Berta Cáceres se llama Helena Maleno

Miles de activistas están siendo amenazadas cada día para que abandonen su lucha por los derechos humanos. También pasa en España

Hoy, 31 de enero, Helena volverá ante el juez marroquí. Con preocupación. Pensando en sus hijos, seguramente. Con el miedo de saber que puede que termine en la cárcel acusada de algo que no solo no ha cometido, sino que odia: la trata de personas. Cree, como todos nosotros, que las personas migrantes no dejan sus derechos en la puerta de su casa cuando se van, sino que los acarrean con ellos. Cree que todo el que abusa de los más vulnerables pierde su dignidad como persona y su legitimidad como ciudadano.

Y mientras le preocupa todo eso, le vendrán a la mente rostros e historias. De los chicos que vio ayer refugiados en las montañas de Marruecos, por ejemplo, y que mostraban el miedo en su cara. El miedo mezclado con la esperanza de saltar algún día la valla o el Estrecho y tener una vida mejor. También los rostros de los que conoció y no volverá a ver nunca más porque, a pesar del buen hacer de los equipos de Salvamento Marítimo de Almería, perdieron la vida en el mar.

En lo que va de año, solo un mes, 188 personas han perdido la vida en el Mediterráneo, muchas de ellas en nuestras costas.

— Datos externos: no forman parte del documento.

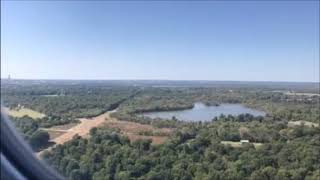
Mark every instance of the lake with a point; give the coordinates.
(201, 112)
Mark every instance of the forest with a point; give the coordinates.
(195, 150)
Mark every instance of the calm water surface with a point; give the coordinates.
(201, 112)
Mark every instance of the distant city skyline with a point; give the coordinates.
(189, 40)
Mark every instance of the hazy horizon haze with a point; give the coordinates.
(207, 40)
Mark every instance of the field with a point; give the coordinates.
(20, 112)
(123, 145)
(299, 123)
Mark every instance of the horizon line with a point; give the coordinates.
(190, 80)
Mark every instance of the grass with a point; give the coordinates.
(25, 112)
(239, 144)
(299, 123)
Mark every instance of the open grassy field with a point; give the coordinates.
(24, 112)
(306, 123)
(239, 144)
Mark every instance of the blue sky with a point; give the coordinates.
(242, 41)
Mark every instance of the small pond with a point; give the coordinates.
(201, 112)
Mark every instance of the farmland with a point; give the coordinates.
(95, 130)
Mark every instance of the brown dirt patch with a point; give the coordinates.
(132, 130)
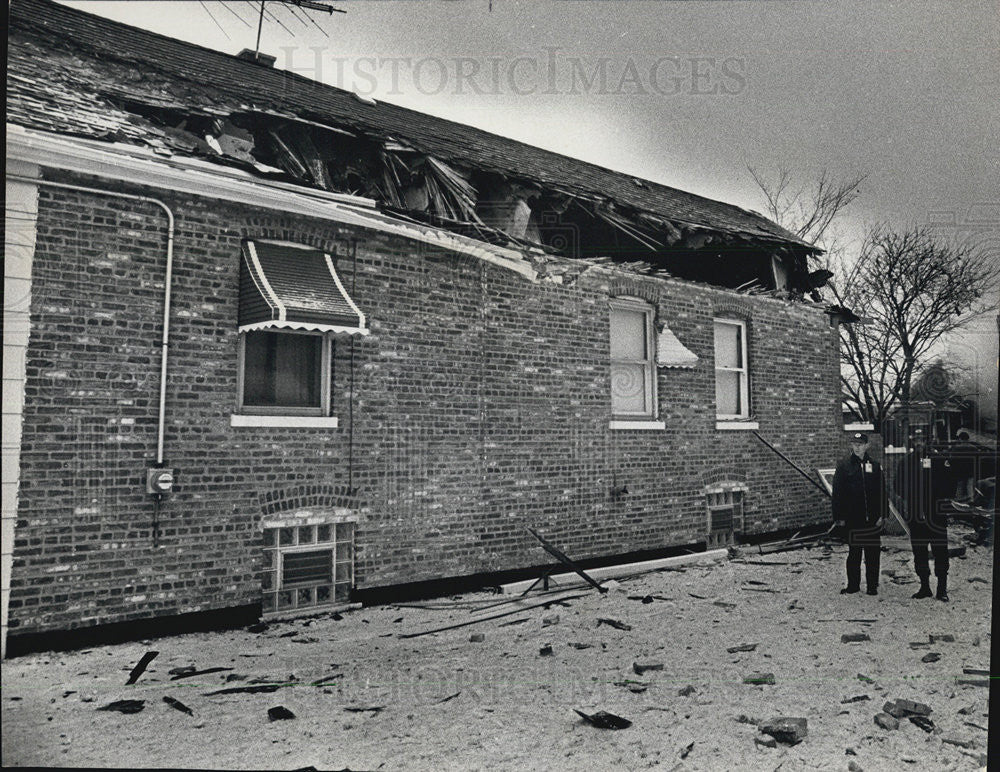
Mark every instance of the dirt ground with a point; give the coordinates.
(447, 701)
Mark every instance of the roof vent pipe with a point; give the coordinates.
(249, 55)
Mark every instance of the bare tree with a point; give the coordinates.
(807, 211)
(910, 291)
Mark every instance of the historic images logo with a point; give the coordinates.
(552, 72)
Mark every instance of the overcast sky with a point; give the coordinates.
(684, 93)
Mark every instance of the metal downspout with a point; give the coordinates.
(165, 341)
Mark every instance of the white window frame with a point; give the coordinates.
(637, 304)
(744, 371)
(325, 384)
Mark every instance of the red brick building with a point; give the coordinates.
(355, 392)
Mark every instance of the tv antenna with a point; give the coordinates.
(305, 5)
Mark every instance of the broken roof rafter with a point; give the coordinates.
(215, 75)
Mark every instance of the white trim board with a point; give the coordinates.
(134, 165)
(563, 581)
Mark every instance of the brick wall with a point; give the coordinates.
(481, 404)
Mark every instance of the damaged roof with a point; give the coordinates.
(73, 73)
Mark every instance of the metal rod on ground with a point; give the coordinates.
(494, 616)
(792, 464)
(561, 557)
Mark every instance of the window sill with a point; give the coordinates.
(643, 425)
(734, 426)
(284, 421)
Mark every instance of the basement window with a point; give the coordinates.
(725, 514)
(307, 566)
(633, 360)
(732, 387)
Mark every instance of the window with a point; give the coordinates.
(285, 373)
(633, 371)
(307, 565)
(732, 393)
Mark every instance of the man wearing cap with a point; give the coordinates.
(924, 481)
(858, 507)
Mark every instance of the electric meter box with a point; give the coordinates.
(159, 480)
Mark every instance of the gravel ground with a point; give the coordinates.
(448, 701)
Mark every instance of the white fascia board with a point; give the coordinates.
(127, 163)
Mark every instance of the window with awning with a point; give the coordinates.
(288, 286)
(292, 305)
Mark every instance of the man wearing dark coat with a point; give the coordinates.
(858, 507)
(924, 481)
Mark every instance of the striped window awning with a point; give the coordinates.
(670, 352)
(288, 286)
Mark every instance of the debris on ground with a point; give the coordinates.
(178, 705)
(125, 706)
(257, 689)
(386, 700)
(604, 720)
(141, 666)
(279, 713)
(180, 673)
(785, 729)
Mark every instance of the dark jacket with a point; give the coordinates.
(924, 480)
(858, 491)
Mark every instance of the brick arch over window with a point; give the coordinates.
(628, 287)
(733, 308)
(723, 474)
(293, 231)
(296, 497)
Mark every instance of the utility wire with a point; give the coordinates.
(245, 22)
(263, 11)
(291, 10)
(306, 14)
(211, 15)
(278, 21)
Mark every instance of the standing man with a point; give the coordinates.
(858, 507)
(924, 481)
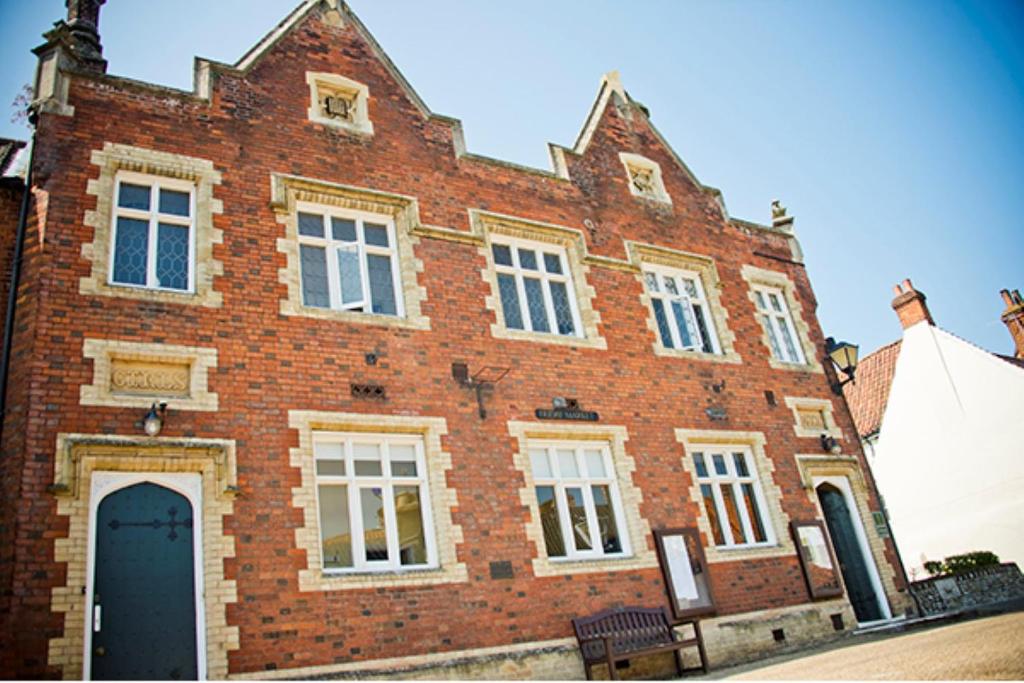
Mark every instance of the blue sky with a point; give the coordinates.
(891, 130)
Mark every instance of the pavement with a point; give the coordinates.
(989, 648)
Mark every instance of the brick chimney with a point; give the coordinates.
(1013, 316)
(909, 305)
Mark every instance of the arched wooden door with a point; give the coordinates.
(143, 626)
(851, 560)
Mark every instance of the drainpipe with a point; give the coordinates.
(15, 276)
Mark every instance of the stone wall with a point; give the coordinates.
(979, 588)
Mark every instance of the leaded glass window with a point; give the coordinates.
(681, 309)
(535, 288)
(154, 232)
(578, 500)
(348, 261)
(373, 503)
(774, 315)
(732, 499)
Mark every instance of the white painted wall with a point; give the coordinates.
(949, 459)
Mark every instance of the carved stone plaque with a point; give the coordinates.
(148, 377)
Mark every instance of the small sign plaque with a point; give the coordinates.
(565, 414)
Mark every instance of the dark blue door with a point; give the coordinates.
(851, 560)
(144, 587)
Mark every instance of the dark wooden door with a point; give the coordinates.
(144, 587)
(851, 560)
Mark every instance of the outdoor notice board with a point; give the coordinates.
(685, 571)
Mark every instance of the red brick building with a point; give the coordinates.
(423, 408)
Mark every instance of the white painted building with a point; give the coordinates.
(942, 422)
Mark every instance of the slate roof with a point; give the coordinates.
(868, 396)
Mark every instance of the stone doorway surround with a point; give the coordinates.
(81, 457)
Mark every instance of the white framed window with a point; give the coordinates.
(373, 503)
(578, 499)
(681, 309)
(732, 498)
(154, 232)
(348, 260)
(536, 287)
(774, 315)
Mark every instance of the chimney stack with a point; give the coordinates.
(1013, 316)
(909, 305)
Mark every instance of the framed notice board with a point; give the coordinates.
(817, 559)
(685, 571)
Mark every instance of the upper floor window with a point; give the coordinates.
(774, 315)
(681, 309)
(732, 498)
(536, 287)
(154, 227)
(579, 502)
(348, 261)
(373, 503)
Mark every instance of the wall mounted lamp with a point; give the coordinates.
(154, 420)
(844, 357)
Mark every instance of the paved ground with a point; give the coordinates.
(983, 648)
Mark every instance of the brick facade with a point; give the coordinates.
(273, 368)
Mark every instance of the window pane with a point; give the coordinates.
(740, 462)
(343, 228)
(311, 224)
(375, 235)
(553, 541)
(527, 259)
(540, 464)
(174, 203)
(336, 536)
(606, 520)
(367, 460)
(566, 464)
(412, 543)
(552, 263)
(535, 302)
(699, 464)
(663, 323)
(503, 255)
(130, 251)
(134, 197)
(374, 534)
(681, 325)
(595, 463)
(331, 467)
(732, 513)
(712, 511)
(578, 518)
(350, 275)
(698, 314)
(754, 514)
(510, 302)
(314, 284)
(381, 285)
(402, 460)
(172, 256)
(563, 312)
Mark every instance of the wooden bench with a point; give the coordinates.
(614, 635)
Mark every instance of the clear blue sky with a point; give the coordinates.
(892, 130)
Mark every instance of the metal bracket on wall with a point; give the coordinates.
(485, 378)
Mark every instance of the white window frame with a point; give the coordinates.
(678, 275)
(775, 321)
(332, 247)
(518, 273)
(153, 218)
(733, 479)
(584, 482)
(386, 482)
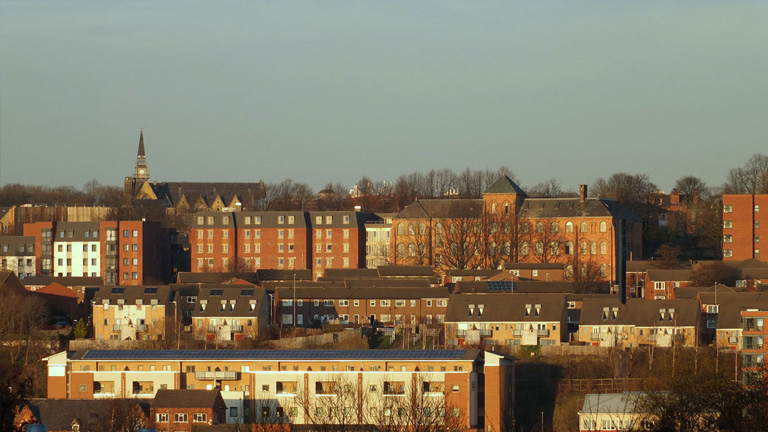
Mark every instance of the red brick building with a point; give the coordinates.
(279, 240)
(743, 227)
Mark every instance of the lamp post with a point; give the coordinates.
(294, 299)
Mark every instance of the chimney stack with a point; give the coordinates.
(582, 192)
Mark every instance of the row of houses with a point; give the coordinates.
(466, 388)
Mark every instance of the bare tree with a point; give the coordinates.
(752, 178)
(690, 186)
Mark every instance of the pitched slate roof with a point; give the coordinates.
(505, 307)
(675, 275)
(63, 280)
(173, 191)
(130, 294)
(504, 185)
(640, 312)
(732, 304)
(534, 266)
(350, 273)
(442, 209)
(229, 301)
(59, 414)
(391, 271)
(362, 293)
(574, 207)
(194, 398)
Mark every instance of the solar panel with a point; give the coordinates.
(273, 354)
(500, 286)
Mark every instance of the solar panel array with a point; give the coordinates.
(501, 286)
(274, 355)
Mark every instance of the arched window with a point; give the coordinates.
(525, 249)
(554, 248)
(507, 248)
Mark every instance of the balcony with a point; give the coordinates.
(217, 375)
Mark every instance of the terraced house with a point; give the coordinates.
(134, 312)
(663, 323)
(506, 319)
(349, 387)
(505, 225)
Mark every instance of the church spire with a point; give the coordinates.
(141, 144)
(142, 172)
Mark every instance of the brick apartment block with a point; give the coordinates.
(279, 240)
(744, 225)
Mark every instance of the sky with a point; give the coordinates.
(333, 91)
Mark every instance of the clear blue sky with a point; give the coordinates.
(332, 91)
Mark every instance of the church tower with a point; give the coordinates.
(142, 172)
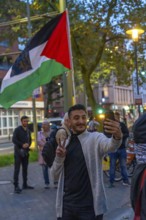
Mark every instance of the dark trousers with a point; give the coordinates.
(45, 169)
(18, 160)
(121, 155)
(70, 213)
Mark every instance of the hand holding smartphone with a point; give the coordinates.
(109, 115)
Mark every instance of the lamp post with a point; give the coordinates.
(135, 33)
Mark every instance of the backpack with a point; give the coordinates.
(139, 129)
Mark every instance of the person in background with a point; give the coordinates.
(93, 125)
(78, 165)
(22, 141)
(138, 181)
(120, 154)
(43, 136)
(64, 131)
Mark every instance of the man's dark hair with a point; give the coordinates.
(76, 107)
(24, 117)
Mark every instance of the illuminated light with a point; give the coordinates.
(135, 32)
(102, 116)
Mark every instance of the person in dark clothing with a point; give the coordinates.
(22, 141)
(119, 154)
(138, 192)
(138, 181)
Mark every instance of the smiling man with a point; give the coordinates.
(78, 165)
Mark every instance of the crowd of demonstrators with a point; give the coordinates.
(120, 154)
(78, 166)
(22, 141)
(138, 182)
(93, 124)
(42, 137)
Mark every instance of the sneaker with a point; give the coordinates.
(17, 190)
(126, 184)
(27, 187)
(111, 185)
(47, 186)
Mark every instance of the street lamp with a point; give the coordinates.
(135, 33)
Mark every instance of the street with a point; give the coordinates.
(40, 203)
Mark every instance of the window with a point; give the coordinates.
(4, 120)
(10, 122)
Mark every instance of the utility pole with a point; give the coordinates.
(67, 77)
(33, 98)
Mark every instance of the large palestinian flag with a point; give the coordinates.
(46, 55)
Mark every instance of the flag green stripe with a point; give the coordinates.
(41, 76)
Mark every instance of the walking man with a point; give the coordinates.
(78, 165)
(22, 141)
(120, 154)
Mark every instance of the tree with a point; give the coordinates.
(97, 28)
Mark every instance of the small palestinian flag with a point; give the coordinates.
(46, 55)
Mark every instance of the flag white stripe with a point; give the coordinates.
(36, 62)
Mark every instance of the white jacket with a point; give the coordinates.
(94, 146)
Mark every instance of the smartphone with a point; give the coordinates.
(108, 115)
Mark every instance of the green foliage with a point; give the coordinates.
(99, 42)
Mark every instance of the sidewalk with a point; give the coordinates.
(39, 204)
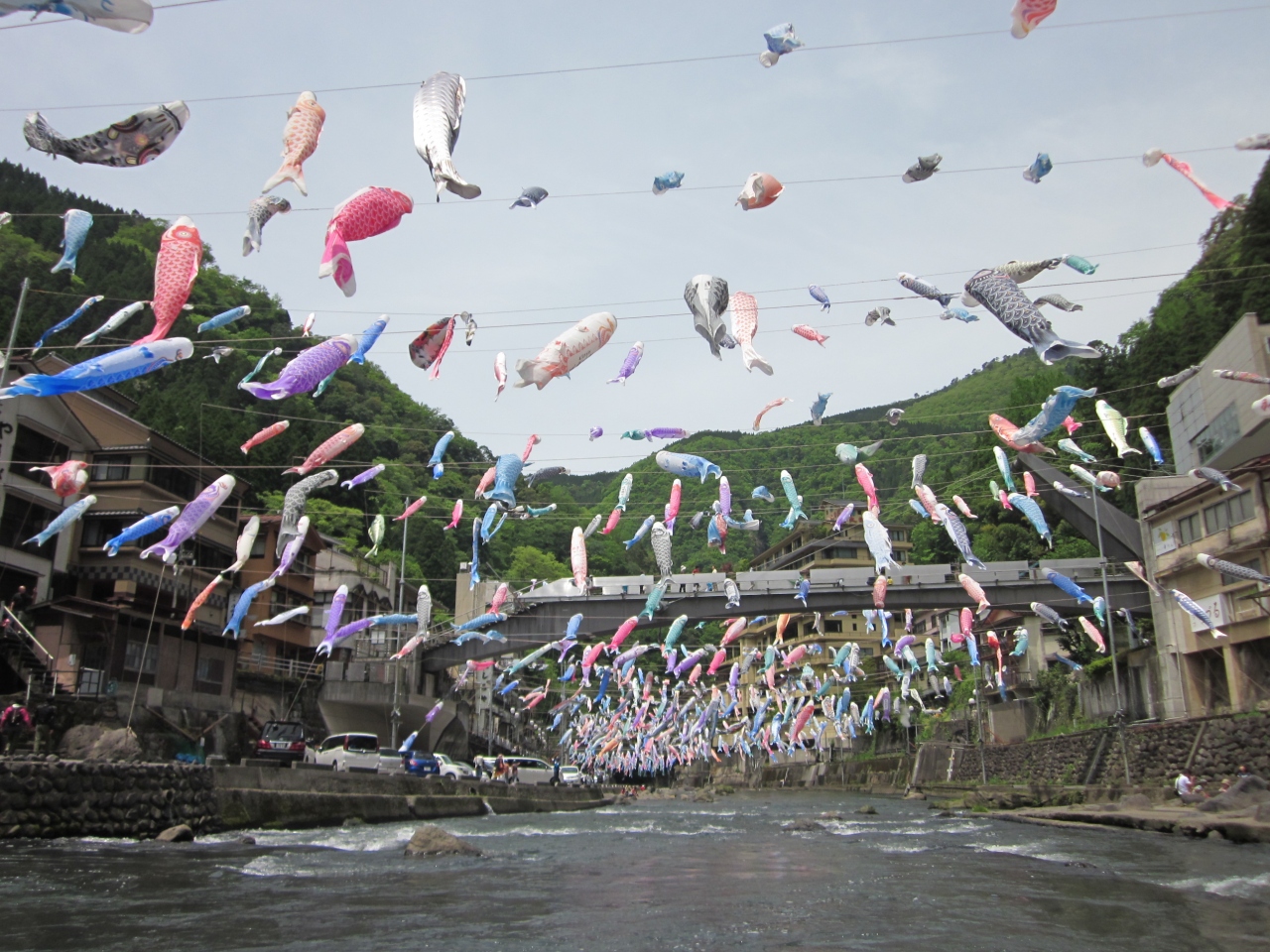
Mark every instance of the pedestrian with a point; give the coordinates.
(21, 601)
(45, 716)
(14, 724)
(1187, 787)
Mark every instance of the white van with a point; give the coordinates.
(349, 752)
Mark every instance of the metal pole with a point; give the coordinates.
(1115, 664)
(978, 712)
(397, 665)
(13, 330)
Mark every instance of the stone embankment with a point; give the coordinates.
(1211, 748)
(1241, 815)
(291, 798)
(46, 797)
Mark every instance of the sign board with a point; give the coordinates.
(1164, 538)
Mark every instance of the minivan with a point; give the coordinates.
(349, 752)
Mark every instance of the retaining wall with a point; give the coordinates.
(46, 798)
(271, 797)
(1210, 748)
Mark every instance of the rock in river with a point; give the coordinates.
(431, 839)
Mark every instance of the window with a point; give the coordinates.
(22, 520)
(1189, 530)
(134, 660)
(1223, 430)
(33, 448)
(209, 670)
(112, 468)
(207, 556)
(1228, 512)
(98, 532)
(169, 477)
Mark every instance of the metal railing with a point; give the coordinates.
(280, 666)
(31, 640)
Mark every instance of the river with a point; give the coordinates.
(656, 875)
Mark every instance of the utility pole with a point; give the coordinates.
(1115, 664)
(397, 665)
(978, 717)
(13, 329)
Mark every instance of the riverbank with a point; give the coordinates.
(1242, 826)
(651, 875)
(268, 797)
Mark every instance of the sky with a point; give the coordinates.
(1078, 93)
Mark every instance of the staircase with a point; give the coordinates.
(26, 655)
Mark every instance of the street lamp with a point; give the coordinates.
(1115, 664)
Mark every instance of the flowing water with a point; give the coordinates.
(657, 875)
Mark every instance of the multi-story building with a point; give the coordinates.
(1213, 424)
(112, 625)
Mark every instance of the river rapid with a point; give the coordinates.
(656, 875)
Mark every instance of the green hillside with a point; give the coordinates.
(199, 405)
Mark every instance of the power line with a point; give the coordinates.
(73, 19)
(643, 190)
(216, 341)
(675, 61)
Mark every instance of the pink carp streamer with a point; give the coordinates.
(1214, 199)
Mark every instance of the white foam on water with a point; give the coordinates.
(1032, 849)
(270, 866)
(521, 832)
(1238, 887)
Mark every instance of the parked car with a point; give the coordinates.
(531, 769)
(281, 740)
(457, 770)
(421, 763)
(349, 752)
(390, 762)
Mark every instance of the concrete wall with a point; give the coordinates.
(1211, 748)
(271, 797)
(96, 798)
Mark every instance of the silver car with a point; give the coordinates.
(456, 770)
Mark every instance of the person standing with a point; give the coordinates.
(14, 724)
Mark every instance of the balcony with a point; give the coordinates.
(285, 667)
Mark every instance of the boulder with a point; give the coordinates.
(802, 825)
(116, 746)
(431, 839)
(77, 742)
(177, 834)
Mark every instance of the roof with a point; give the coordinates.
(1203, 488)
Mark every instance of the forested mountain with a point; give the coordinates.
(198, 404)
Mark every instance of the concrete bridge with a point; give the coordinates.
(541, 615)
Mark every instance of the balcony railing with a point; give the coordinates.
(280, 666)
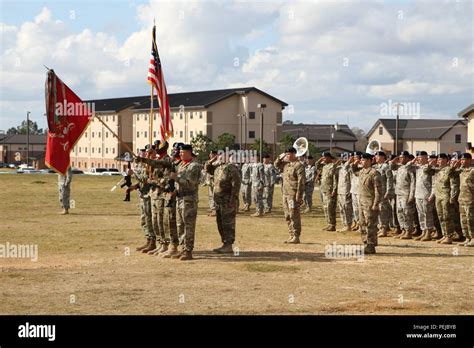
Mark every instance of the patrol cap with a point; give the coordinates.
(187, 147)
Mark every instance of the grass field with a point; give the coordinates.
(83, 266)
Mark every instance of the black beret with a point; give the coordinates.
(187, 147)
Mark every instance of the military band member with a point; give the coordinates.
(226, 193)
(293, 176)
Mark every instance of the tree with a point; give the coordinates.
(361, 143)
(256, 146)
(202, 146)
(226, 140)
(22, 129)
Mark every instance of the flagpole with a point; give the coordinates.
(115, 135)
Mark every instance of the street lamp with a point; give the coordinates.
(261, 107)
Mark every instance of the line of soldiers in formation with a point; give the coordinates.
(373, 193)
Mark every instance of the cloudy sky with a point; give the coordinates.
(332, 61)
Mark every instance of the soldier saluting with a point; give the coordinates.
(226, 193)
(293, 175)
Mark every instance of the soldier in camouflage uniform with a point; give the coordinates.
(388, 192)
(405, 191)
(329, 189)
(424, 194)
(446, 189)
(310, 172)
(64, 187)
(270, 173)
(293, 176)
(344, 196)
(210, 186)
(370, 196)
(246, 186)
(466, 198)
(226, 193)
(257, 178)
(143, 188)
(355, 192)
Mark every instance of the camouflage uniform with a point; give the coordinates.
(269, 186)
(310, 172)
(466, 201)
(293, 176)
(257, 176)
(246, 186)
(446, 189)
(226, 193)
(405, 191)
(329, 190)
(370, 195)
(64, 187)
(386, 176)
(344, 197)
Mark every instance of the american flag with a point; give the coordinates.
(157, 80)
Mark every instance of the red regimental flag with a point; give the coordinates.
(68, 117)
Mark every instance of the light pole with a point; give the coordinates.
(261, 107)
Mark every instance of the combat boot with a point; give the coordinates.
(150, 247)
(427, 236)
(369, 249)
(294, 240)
(144, 246)
(447, 240)
(186, 256)
(225, 249)
(172, 250)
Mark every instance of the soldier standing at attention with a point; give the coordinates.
(386, 176)
(344, 197)
(370, 196)
(257, 177)
(226, 193)
(187, 187)
(64, 187)
(466, 198)
(310, 172)
(246, 186)
(269, 186)
(446, 190)
(210, 186)
(293, 176)
(405, 191)
(355, 192)
(329, 189)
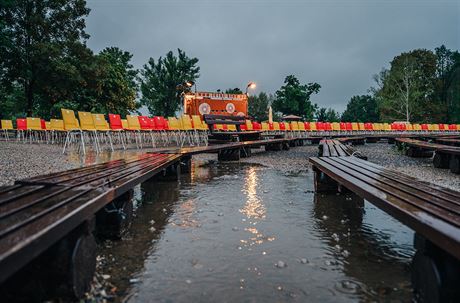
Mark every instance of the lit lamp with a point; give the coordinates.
(190, 84)
(250, 85)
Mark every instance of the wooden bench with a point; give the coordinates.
(433, 212)
(334, 148)
(445, 156)
(38, 212)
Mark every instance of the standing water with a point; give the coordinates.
(233, 232)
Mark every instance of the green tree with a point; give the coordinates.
(118, 87)
(361, 109)
(448, 82)
(327, 115)
(235, 90)
(258, 106)
(162, 82)
(294, 98)
(407, 88)
(37, 38)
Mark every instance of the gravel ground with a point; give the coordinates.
(422, 168)
(294, 160)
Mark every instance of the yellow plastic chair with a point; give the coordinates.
(33, 123)
(301, 126)
(336, 126)
(57, 125)
(72, 127)
(100, 123)
(70, 121)
(102, 126)
(201, 129)
(6, 125)
(249, 125)
(133, 123)
(86, 121)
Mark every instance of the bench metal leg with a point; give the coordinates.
(323, 183)
(64, 270)
(441, 160)
(435, 273)
(115, 218)
(454, 164)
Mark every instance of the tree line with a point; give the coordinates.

Y con todo esto en la cabeza irá Helena al juzgado de Tánger. Con el deseo de salir libre. Y la esperanza de que las autoridades españolas hayan cumplido su deber y hayan enviado oficialmente el auto por el que la Fiscalía de la Audiencia Nacional no ve ningún indicio de delito en su actuación. Tan simple como esto. Comunicar una cosa que ya existe.

Mientras escribo estas líneas todavía no ha llegado el papel. Es por procedimientos y legalidades, dicen. Pero todos sabemos que nada mejor que los protocolos y los reglamentos cuando no quieres hacer algo.

En menos de 24 horas, casi 20.000 personas han pedido al Ejecutivo que opte por la defensa de Maleno

Lo que sí ha hecho el Gobierno español a través de la Unidad Central de Redes de Inmigración Ilegal y Falsedad Documenta (UCRIF), del Cuerpo Nacional de Policía, es presentar un expediente criminal para que Marruecos haga lo que la justicia española no ha hecho, por considerar que no hay indicio de delito: juzgar a Maleno por traficar con seres humanos, por ser cómplice de las mafias, unos hechos tergiversados y alineados con el discurso oficial del Gobierno que, como guardián de la Frontera Sur de Europa, no puede permitir que entre nadie.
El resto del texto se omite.